California was the biggest seller of BABs, at $13.8 billion of debt, and would lose $16.2 million this fiscal year if the rebate is cut, according to Tom Dresslar, a spokesman for State Treasurer Bill Lockyer.
"It's not a death blow to our budget but it certainly does not help," Dresslar said.
While larger entities may be able to absorb the higher payments, smaller BAB issuers could struggle.
"When you get down to smaller issuers you worry. There could be a delay in payments," Loop Capital's Mier said.
Stevens Point, Wisconsin, one of the first issuers of BABs, sold about $11 million of the debt backed by its general obligation pledge in three deals. The smaller federal payment will cost the city thousands of dollars more for debt service, according to John Schlice, the city's comptroller and treasurer.
"What they are doing is passing the problem to the local level and local taxpayers," he said.
Kristin Franceschi, president of the National Association of Bond Lawyers, said the rebate cut is likely to pose a bigger problem for BABs backed exclusively by revenue from a government enterprise, such as water and sewer systems. Rates for the services may incorporate the full BABs payment, leaving the issuer short on debt service funds, she said.
The 35 percent federal rebate, which enticed many issuers to sell BABs, is a potential victim in what is called in Washington the "sequestration" plan, along with automatic spending cuts to Medicare and national defense.
Nevada State Treasurer Kate Marshall said a big portion of the spending cuts is aimed at state and local governments.

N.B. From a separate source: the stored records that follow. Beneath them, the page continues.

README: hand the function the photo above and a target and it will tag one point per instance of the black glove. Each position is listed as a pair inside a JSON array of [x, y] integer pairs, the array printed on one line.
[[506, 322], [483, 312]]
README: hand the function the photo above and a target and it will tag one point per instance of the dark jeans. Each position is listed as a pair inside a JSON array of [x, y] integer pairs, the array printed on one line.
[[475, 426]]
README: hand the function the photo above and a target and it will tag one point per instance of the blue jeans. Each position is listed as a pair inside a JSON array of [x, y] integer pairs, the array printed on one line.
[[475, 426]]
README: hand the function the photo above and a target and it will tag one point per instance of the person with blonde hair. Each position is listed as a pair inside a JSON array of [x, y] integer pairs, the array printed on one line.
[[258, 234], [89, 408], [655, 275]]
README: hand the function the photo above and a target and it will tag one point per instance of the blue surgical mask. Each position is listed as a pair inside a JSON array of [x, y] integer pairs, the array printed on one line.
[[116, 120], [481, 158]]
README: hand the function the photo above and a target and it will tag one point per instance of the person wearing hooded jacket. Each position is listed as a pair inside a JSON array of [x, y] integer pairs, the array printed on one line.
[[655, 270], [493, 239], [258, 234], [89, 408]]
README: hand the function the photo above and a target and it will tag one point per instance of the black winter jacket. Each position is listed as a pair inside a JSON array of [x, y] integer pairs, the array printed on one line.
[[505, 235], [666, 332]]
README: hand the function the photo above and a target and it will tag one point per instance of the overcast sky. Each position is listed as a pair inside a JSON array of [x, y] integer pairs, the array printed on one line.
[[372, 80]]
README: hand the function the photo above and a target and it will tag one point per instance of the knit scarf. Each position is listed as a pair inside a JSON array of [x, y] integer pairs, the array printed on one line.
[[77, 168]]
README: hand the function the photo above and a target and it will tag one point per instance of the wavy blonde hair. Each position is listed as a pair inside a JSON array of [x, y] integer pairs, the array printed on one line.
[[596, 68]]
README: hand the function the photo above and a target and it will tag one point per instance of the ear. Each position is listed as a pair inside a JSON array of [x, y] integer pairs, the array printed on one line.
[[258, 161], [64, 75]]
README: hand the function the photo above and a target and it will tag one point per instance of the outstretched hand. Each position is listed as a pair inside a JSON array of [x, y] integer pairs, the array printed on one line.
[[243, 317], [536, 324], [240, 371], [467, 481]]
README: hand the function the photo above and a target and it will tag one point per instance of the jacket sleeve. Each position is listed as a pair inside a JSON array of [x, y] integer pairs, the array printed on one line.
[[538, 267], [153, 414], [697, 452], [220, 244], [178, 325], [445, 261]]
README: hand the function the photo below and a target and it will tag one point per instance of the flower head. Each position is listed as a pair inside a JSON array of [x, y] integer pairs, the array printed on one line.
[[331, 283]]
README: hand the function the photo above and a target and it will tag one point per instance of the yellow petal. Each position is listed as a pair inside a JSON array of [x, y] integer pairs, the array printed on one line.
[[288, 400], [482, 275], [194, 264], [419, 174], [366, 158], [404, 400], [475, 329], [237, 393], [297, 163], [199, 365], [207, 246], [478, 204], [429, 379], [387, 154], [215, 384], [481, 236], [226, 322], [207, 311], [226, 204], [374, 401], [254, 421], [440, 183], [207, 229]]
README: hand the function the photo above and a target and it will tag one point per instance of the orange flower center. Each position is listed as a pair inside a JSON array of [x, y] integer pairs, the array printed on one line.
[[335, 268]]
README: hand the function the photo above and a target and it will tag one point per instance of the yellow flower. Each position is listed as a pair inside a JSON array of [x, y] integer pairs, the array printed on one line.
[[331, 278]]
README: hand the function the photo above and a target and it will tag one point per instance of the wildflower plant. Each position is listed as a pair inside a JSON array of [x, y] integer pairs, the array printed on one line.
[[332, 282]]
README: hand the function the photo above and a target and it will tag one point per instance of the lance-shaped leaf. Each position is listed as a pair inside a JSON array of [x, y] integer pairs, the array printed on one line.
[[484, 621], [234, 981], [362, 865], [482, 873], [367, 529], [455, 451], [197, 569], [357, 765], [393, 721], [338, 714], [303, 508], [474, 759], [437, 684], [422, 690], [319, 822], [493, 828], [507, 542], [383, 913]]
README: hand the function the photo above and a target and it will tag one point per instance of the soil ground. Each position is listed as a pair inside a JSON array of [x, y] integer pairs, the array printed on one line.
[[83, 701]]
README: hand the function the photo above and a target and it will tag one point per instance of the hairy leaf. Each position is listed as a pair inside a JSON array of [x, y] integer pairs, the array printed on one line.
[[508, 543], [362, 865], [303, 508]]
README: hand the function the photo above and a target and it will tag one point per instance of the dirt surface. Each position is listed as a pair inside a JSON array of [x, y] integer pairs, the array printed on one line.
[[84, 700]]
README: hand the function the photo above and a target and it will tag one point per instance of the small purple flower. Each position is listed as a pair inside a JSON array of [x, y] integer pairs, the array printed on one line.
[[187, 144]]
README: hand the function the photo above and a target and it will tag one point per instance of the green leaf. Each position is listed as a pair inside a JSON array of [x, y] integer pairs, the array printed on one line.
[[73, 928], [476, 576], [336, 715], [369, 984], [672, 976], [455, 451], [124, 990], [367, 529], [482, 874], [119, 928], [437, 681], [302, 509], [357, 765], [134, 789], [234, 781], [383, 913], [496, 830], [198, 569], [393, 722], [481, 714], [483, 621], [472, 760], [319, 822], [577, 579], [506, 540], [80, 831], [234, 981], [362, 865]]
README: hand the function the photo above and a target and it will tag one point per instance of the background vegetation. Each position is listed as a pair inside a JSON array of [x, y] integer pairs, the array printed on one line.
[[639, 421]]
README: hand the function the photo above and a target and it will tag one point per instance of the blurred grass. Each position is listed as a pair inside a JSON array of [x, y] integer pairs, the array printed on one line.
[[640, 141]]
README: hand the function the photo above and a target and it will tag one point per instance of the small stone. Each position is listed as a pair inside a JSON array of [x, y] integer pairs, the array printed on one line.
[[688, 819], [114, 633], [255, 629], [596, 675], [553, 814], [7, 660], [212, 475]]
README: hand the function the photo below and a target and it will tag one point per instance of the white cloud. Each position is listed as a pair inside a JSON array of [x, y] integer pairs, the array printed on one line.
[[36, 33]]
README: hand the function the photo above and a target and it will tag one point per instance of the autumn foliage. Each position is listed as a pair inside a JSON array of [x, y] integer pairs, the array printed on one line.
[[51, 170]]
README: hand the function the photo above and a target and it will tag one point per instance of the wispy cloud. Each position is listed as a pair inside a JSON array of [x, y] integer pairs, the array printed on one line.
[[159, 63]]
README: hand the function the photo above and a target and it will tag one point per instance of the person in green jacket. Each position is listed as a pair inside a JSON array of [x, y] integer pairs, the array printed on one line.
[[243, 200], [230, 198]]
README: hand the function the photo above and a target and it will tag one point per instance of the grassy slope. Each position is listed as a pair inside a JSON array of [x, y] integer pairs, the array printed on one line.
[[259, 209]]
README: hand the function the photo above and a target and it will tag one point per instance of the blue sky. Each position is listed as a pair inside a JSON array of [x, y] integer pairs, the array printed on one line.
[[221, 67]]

"It is not a cost saving at the end of the day if you are simply shifting those costs from one part of the public sector to another," said Marshall, who also heads the National Association of State Treasurers. Florida, which sold about $1.3 billion of BABs for roads and schools before calling a halt to the deals in early 2010 out of worries Washington would one day falter on its subsidy payments, should be little affected by any reduction, according to state Bond Director Ben Watkins.

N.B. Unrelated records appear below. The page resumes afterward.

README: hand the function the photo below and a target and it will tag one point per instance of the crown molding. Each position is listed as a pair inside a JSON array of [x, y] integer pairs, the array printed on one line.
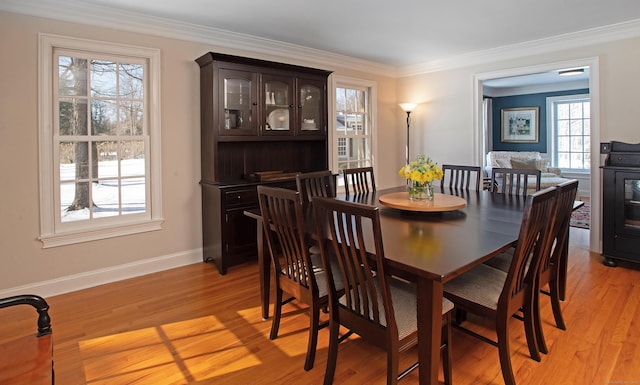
[[82, 13], [593, 36]]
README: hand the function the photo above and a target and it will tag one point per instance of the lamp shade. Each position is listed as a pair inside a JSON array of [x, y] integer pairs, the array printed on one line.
[[408, 107]]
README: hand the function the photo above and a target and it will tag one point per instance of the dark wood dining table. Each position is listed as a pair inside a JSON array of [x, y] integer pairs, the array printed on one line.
[[431, 248]]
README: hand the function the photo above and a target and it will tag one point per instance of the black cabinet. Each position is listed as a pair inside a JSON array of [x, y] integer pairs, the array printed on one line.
[[621, 214], [256, 116]]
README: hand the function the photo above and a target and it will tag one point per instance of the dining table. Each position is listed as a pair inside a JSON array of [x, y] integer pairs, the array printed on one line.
[[429, 247]]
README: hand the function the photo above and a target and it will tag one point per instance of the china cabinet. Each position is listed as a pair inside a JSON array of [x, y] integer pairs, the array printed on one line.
[[261, 122]]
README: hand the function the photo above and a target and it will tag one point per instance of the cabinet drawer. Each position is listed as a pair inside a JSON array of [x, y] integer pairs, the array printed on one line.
[[247, 197]]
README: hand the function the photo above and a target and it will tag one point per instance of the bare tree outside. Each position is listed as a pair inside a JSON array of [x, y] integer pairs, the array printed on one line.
[[101, 111]]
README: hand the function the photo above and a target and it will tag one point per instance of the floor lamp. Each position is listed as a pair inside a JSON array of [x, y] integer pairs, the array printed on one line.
[[408, 107]]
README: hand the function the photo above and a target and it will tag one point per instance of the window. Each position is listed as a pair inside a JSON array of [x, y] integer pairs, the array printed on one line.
[[99, 138], [353, 129], [570, 118]]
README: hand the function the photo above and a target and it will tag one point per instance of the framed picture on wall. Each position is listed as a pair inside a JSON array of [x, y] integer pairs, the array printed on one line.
[[520, 125]]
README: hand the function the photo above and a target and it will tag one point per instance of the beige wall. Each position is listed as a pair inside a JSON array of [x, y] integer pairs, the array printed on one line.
[[442, 127], [24, 265], [444, 123]]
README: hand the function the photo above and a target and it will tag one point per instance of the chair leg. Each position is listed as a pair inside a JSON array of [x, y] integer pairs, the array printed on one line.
[[393, 365], [554, 290], [445, 349], [531, 315], [503, 349], [277, 312], [562, 270], [332, 357], [314, 318]]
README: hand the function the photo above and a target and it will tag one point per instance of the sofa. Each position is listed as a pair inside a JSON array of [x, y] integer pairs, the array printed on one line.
[[550, 176]]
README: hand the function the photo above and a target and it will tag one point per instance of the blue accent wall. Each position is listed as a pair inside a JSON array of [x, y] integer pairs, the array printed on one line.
[[529, 100]]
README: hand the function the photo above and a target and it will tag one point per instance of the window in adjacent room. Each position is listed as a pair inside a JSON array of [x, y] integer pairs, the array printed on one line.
[[353, 131], [100, 140], [570, 118]]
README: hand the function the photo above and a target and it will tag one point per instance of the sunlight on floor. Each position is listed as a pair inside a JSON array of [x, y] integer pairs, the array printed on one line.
[[183, 349]]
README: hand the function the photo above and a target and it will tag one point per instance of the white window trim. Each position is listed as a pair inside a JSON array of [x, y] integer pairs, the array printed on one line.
[[338, 81], [551, 132], [50, 236]]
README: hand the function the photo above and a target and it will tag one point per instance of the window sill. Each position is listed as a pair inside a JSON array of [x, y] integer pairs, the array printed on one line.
[[70, 238]]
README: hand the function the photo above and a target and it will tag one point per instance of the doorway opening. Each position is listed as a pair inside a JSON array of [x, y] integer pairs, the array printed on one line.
[[534, 80]]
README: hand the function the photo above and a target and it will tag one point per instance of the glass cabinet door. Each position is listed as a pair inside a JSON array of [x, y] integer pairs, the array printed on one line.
[[278, 104], [632, 203], [238, 99], [311, 110]]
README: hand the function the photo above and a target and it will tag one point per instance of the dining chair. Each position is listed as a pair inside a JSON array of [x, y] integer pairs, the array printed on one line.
[[552, 262], [514, 180], [497, 295], [459, 177], [311, 184], [315, 183], [359, 180], [297, 273], [378, 307]]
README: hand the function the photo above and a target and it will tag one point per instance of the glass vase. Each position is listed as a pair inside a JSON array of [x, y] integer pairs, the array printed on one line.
[[420, 191]]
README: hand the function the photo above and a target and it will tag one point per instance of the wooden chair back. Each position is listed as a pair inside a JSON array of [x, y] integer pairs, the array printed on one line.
[[295, 272], [514, 181], [359, 180], [534, 238], [552, 260], [460, 177], [283, 219], [315, 184], [351, 233]]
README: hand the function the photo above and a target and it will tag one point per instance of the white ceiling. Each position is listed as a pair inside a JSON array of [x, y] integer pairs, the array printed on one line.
[[391, 34], [399, 33]]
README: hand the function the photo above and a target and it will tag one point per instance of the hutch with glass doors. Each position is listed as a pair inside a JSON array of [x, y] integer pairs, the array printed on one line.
[[621, 204], [262, 122]]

"I don't think it will have a material impact on credit structures. Two hundred and fifty five million is not a lot relative to the overall annual subsidy," he said.
Some issuers reserved the right to redeem their BABs should the federal subsidy be reduced or even eliminated, a provision that financial advisers had been pushing in 2010, Franceschi said. But she noted that make-whole redemptions could end up being a costly move.
Because BABs were sold on a taxable basis, the new kind of debt brought in nontraditional muni investors attracted by the higher yields and relative safety of the market.
So far in 2012, BABs have had total returns of 8.293 percent, a far richer mix of price increases and interest payments than U.S. Treasuries and tax-free municipal bonds, according to Bank of America Merrill Lynch data.
Treasuries have so far this year posted total returns of 1.677 percent and munis 5.766 percent, according to Merrill. Only corporate high-yield bonds, with 2012 returns of just under 12 percent, have bested BABs.
On Monday, BABs prices were steady in secondary market trading, according to Municipal Market Data. Other muni debt that could face federal payment reductions are qualified zone academy, qualified school construction and qualified energy conservation bonds.